Title: Cardinal Sins/Contrary Virtues
Release Date: 12th December 2011
Label: Big Scary Monsters
Written by Mark Robinson
The very concept of Cardinal Sins/Contrary Virtues is a pretty bold affair. A two-man thrashing of drums and guitars with their fingers in as much classical work as it is in the more conventional garage rock settings. The very idea of this being stretched over as a double album is even more ambitious. At its peak it works terrifically as a dark, anemic plunge into the depths of despair and patched all together quite remarkably with just a guitar and drums. But that is also the biggest issue as well. The very inherent idea of two instrument bands works in short, sharp blasts i.e. Death From Above 1979. But dragged out over the space of two albums it can leave a numbing effect.
It’s made all the more curious by the laying out of both LPs. Cardinal Sins plays out in the typical garage rock, two-piece fashion. But it doesn’t mix things up so it starts to wear thin towards the end. On the other hand Contrary Virtues has a much more somber tone and at times falls into moments of Avant-Garde, which when it clicks is quite stunning. But it never crawls out of second gear so it becomes an even bigger struggle to listen through. Perhaps a blend of the best of both worlds on one LP could have made for a much better listen (which luckily for the digital world we live in makes this a five minute job).

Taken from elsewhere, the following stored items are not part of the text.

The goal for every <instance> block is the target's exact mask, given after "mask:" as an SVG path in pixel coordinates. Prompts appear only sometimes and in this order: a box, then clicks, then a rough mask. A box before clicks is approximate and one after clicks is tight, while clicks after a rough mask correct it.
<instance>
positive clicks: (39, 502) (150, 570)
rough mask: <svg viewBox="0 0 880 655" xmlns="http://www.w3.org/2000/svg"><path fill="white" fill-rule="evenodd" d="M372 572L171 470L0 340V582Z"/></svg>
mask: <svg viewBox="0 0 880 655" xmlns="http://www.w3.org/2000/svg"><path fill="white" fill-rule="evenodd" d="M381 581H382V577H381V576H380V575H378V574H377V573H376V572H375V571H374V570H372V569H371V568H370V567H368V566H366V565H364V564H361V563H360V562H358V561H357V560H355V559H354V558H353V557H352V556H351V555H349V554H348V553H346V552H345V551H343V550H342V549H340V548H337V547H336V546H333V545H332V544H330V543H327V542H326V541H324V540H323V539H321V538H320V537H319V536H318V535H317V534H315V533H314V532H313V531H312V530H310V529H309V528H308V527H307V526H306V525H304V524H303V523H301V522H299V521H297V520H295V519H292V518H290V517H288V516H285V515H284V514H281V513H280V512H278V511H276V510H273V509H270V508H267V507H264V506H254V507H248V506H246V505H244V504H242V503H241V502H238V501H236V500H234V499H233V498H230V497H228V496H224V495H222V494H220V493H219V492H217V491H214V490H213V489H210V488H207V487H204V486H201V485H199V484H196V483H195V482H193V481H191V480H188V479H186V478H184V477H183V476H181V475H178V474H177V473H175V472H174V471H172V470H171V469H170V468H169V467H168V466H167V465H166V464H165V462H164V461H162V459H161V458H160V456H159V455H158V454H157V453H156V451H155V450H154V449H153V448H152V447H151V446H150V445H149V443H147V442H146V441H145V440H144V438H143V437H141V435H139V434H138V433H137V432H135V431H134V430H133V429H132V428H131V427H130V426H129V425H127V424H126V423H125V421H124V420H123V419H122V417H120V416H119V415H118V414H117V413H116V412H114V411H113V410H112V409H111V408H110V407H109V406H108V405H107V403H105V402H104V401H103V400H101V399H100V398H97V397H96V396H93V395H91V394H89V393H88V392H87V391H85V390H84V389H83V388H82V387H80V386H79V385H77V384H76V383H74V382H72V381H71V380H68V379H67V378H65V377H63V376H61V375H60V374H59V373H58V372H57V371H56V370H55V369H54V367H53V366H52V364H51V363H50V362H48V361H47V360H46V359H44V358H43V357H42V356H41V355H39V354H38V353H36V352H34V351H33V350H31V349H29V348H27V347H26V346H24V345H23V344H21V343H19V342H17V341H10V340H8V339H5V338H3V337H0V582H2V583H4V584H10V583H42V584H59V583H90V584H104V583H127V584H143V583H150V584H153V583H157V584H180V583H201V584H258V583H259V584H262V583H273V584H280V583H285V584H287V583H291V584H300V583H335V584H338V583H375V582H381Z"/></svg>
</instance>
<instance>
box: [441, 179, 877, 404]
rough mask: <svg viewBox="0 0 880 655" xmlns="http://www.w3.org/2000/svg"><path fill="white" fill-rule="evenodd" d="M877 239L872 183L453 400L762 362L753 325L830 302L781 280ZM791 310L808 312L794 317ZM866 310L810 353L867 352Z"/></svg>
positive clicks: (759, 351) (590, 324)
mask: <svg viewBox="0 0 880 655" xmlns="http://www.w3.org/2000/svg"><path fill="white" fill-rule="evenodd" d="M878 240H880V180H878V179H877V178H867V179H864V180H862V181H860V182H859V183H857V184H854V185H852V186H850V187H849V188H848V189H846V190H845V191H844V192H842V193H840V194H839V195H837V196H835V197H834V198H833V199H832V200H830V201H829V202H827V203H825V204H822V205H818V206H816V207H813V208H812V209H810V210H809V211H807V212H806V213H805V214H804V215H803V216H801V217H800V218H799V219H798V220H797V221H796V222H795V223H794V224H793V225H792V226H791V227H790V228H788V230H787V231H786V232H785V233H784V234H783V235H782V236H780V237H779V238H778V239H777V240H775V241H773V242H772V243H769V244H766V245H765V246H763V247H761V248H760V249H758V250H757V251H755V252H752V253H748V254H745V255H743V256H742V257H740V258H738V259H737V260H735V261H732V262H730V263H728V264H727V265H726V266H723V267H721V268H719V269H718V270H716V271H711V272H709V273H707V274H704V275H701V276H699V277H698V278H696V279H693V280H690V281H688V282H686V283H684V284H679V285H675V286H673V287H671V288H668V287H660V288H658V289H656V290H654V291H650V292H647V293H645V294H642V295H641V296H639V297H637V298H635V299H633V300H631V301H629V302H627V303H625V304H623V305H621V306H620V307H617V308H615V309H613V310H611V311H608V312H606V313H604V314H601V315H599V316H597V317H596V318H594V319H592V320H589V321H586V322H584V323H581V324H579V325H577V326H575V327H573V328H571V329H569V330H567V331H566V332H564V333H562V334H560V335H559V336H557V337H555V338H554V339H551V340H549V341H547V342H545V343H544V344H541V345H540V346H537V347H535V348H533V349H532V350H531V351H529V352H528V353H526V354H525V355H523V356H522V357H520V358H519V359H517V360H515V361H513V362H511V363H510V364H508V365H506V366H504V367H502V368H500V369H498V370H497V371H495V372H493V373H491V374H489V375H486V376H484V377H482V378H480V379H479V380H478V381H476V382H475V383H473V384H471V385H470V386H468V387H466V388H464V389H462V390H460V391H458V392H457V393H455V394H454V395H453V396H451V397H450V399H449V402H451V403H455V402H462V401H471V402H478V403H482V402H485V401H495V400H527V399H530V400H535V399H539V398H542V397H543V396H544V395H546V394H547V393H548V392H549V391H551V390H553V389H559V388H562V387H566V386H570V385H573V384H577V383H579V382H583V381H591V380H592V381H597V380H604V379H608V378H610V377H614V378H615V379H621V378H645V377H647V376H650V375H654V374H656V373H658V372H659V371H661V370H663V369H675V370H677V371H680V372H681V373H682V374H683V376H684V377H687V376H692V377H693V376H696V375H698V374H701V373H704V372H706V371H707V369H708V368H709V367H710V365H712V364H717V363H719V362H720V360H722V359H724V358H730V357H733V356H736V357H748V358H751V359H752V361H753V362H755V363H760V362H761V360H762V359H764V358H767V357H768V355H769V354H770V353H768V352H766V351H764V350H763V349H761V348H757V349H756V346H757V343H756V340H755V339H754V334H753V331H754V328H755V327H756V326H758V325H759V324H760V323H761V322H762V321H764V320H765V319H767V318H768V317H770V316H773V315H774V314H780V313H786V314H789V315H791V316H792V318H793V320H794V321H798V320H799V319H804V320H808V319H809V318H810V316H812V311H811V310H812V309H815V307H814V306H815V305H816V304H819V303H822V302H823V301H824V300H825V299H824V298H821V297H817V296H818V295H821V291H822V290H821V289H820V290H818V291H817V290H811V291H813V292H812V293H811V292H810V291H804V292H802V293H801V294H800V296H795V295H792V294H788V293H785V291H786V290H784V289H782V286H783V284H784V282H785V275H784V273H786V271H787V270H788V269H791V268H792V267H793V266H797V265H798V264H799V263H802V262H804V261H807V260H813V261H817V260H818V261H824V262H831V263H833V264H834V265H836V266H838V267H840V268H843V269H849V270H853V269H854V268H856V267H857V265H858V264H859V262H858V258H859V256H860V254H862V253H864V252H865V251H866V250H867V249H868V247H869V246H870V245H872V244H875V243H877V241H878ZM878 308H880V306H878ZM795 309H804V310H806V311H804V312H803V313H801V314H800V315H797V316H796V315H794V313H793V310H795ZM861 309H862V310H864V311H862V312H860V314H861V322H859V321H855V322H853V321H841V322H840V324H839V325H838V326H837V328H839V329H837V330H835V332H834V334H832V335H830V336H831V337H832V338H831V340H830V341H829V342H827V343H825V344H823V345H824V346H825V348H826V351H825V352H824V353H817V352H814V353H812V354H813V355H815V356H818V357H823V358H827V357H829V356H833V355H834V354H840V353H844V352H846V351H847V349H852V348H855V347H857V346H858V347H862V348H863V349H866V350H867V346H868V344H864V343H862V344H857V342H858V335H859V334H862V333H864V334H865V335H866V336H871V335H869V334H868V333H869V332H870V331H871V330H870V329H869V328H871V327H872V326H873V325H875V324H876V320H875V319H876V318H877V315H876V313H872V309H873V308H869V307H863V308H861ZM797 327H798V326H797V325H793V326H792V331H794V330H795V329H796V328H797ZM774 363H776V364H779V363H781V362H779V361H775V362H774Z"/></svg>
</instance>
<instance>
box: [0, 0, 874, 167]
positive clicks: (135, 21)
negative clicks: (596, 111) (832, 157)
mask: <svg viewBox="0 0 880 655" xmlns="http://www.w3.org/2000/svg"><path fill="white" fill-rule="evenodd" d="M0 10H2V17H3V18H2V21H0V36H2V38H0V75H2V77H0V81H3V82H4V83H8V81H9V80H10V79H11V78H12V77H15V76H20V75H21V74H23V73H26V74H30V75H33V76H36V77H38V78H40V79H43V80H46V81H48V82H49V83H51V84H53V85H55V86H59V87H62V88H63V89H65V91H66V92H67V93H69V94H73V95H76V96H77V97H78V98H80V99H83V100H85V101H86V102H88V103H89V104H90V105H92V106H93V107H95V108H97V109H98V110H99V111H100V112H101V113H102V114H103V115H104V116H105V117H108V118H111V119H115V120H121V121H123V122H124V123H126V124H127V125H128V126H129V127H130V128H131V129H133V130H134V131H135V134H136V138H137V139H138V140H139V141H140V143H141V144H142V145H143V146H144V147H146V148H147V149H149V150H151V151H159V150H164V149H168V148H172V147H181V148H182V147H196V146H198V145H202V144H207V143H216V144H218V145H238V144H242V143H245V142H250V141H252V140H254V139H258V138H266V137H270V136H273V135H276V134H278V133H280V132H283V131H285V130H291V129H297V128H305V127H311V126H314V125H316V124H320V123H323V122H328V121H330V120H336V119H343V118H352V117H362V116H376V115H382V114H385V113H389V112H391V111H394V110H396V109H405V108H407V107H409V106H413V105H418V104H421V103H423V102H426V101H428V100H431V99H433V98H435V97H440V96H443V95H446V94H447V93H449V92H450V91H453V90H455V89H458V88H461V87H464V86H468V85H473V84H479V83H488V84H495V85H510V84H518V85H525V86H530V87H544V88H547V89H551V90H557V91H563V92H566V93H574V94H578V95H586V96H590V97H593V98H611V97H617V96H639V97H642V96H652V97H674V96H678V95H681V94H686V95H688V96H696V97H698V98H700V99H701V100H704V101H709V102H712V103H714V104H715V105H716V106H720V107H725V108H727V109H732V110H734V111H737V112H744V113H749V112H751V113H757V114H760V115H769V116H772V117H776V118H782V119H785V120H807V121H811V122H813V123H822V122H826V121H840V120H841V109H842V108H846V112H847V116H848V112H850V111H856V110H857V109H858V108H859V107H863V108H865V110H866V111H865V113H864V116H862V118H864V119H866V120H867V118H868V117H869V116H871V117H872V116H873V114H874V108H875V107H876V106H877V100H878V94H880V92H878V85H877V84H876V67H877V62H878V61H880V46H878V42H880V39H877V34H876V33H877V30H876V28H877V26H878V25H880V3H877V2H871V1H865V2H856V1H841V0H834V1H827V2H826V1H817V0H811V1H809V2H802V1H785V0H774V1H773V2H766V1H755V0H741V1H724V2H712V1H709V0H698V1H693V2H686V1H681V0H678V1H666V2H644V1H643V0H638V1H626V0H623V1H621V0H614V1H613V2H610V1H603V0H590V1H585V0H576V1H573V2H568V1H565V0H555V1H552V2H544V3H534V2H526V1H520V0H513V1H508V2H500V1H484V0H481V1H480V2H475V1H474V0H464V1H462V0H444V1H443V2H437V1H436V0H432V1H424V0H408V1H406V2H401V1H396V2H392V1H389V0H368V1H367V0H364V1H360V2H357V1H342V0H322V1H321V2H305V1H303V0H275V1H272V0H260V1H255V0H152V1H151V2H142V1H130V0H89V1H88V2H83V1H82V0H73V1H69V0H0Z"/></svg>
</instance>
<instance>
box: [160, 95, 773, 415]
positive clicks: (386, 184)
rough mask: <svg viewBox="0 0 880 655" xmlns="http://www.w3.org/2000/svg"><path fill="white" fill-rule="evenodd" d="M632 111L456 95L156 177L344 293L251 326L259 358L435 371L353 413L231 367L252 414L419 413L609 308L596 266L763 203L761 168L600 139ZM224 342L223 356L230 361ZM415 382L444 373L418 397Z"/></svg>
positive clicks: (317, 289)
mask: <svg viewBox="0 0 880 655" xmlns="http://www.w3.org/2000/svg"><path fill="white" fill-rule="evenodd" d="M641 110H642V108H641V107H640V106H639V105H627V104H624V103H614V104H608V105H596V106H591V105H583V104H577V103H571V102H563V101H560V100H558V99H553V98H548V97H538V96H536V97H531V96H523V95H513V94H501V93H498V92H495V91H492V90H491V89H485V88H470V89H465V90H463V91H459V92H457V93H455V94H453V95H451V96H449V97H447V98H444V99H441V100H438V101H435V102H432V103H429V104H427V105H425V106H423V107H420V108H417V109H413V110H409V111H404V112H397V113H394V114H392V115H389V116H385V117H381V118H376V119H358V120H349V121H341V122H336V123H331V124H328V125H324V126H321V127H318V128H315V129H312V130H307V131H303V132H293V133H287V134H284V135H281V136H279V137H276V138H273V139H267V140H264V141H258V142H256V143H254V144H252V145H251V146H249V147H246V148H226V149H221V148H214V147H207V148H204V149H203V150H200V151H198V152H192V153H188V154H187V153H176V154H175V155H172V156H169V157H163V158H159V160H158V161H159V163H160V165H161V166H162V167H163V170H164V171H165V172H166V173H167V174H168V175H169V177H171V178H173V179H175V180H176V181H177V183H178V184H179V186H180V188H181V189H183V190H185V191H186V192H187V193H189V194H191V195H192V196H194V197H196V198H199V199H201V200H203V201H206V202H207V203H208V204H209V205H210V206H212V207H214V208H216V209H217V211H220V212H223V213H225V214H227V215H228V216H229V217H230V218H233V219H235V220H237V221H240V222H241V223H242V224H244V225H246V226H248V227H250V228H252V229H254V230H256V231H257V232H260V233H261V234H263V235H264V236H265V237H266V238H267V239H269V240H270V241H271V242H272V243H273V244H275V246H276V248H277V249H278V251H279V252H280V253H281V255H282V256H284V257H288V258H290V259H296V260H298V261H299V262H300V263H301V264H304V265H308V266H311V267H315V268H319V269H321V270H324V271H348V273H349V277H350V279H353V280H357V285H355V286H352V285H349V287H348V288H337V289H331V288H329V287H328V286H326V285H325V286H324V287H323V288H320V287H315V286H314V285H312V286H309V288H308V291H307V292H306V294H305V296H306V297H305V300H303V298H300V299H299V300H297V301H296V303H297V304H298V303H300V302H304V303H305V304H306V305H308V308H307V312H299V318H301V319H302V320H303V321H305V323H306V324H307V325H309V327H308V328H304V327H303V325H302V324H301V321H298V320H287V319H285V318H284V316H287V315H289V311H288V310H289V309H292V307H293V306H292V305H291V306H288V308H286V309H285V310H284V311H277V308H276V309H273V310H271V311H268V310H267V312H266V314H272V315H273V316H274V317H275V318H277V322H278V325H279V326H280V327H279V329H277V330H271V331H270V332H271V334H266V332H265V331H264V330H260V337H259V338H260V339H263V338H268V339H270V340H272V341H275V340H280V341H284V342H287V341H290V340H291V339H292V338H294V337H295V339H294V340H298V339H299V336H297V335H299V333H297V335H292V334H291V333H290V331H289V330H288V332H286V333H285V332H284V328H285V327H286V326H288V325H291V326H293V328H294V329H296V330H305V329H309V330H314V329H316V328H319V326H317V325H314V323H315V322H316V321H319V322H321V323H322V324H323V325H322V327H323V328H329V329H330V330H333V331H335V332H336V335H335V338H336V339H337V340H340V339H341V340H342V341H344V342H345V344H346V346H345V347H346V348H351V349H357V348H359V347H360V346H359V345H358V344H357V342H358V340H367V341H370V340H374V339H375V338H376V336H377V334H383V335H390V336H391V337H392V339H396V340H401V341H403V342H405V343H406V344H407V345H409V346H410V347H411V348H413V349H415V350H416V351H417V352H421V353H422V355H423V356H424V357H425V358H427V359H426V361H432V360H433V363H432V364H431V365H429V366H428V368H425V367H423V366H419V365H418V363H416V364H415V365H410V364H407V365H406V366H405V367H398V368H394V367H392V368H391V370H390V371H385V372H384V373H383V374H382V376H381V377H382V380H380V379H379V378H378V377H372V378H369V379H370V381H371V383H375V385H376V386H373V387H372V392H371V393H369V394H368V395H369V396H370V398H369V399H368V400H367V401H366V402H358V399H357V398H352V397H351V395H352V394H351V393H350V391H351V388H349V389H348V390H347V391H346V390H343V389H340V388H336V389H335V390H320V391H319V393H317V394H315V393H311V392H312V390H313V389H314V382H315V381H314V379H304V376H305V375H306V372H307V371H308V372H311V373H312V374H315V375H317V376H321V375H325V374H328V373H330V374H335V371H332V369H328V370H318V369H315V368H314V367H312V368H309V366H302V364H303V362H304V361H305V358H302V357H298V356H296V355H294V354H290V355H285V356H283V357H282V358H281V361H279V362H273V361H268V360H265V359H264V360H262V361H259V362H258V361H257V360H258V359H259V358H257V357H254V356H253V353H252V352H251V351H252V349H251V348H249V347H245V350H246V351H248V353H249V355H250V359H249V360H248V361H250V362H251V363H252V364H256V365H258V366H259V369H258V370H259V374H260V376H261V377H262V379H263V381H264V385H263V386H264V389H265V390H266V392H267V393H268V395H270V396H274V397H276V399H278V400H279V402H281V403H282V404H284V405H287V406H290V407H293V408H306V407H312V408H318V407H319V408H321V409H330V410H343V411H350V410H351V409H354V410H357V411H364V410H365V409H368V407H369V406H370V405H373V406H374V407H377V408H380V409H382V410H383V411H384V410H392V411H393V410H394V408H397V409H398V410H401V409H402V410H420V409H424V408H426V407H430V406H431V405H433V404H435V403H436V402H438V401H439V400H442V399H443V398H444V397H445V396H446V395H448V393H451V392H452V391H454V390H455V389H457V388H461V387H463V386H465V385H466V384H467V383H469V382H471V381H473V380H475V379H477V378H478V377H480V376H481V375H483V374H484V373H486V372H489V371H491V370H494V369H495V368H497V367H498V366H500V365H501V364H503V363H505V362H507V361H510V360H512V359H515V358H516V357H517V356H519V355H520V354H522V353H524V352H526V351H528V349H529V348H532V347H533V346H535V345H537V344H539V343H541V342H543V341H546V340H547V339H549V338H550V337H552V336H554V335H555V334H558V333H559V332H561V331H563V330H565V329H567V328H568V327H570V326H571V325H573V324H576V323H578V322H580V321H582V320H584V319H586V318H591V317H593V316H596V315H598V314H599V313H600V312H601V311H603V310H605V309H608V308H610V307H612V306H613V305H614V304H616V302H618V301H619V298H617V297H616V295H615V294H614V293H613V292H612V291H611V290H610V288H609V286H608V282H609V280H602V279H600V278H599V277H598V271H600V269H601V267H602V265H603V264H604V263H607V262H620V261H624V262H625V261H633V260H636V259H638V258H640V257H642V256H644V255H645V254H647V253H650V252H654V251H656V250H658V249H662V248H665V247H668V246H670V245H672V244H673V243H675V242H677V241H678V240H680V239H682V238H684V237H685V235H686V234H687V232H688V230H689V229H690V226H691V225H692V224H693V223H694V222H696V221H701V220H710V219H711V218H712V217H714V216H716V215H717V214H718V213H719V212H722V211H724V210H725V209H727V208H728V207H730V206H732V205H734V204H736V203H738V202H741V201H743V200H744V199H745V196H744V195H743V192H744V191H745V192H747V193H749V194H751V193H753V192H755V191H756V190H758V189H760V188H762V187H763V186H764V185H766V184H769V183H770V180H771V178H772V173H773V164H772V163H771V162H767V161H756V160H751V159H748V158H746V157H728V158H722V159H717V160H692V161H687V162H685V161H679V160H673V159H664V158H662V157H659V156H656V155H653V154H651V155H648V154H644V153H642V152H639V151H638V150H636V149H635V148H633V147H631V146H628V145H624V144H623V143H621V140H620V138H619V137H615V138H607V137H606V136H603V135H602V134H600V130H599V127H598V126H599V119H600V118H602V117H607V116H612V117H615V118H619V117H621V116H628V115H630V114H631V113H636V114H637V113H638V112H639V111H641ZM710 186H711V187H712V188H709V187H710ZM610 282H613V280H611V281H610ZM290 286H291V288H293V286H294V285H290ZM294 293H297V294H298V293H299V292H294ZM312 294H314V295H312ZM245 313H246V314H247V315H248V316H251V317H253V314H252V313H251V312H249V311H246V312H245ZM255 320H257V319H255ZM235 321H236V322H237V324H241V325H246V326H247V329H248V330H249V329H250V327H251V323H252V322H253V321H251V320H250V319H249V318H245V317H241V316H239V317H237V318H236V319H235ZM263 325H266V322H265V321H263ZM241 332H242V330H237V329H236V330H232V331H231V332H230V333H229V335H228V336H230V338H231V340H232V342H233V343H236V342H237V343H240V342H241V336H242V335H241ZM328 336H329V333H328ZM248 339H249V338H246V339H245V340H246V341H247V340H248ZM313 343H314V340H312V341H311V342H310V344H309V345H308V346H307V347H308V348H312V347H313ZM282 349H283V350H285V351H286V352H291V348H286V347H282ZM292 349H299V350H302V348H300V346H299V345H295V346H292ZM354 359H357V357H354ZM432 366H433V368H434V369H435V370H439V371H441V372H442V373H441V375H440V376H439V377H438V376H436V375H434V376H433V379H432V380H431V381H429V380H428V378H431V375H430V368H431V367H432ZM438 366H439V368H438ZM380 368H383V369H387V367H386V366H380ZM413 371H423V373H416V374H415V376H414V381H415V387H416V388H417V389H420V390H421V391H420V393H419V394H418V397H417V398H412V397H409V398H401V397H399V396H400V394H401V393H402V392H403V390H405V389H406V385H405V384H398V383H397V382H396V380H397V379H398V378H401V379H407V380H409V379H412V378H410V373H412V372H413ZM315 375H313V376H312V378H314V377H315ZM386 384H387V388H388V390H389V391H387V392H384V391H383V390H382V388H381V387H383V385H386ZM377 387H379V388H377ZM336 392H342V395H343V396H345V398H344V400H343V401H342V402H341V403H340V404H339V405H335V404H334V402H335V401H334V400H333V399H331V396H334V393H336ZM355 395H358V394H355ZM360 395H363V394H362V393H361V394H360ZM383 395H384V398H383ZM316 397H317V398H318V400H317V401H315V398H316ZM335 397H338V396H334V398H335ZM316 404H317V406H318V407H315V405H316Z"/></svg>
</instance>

But don’t let this put you off as there are some stunning moments sprawled across both sides. Miracles has an ethereal beauty that mixes lo-fi and Arcade Fire while Sam Manville yelps that “We’re only human after all”. A Punch to the Temple packs a punch and will stay around in your head for days. As will Lily which features some superb drum work by Peter Reisener, who bless him could do with a bassist for company to really let him spread his wings.
Give it a listen, pick out the best moments and you’ll have a perfectly solid album.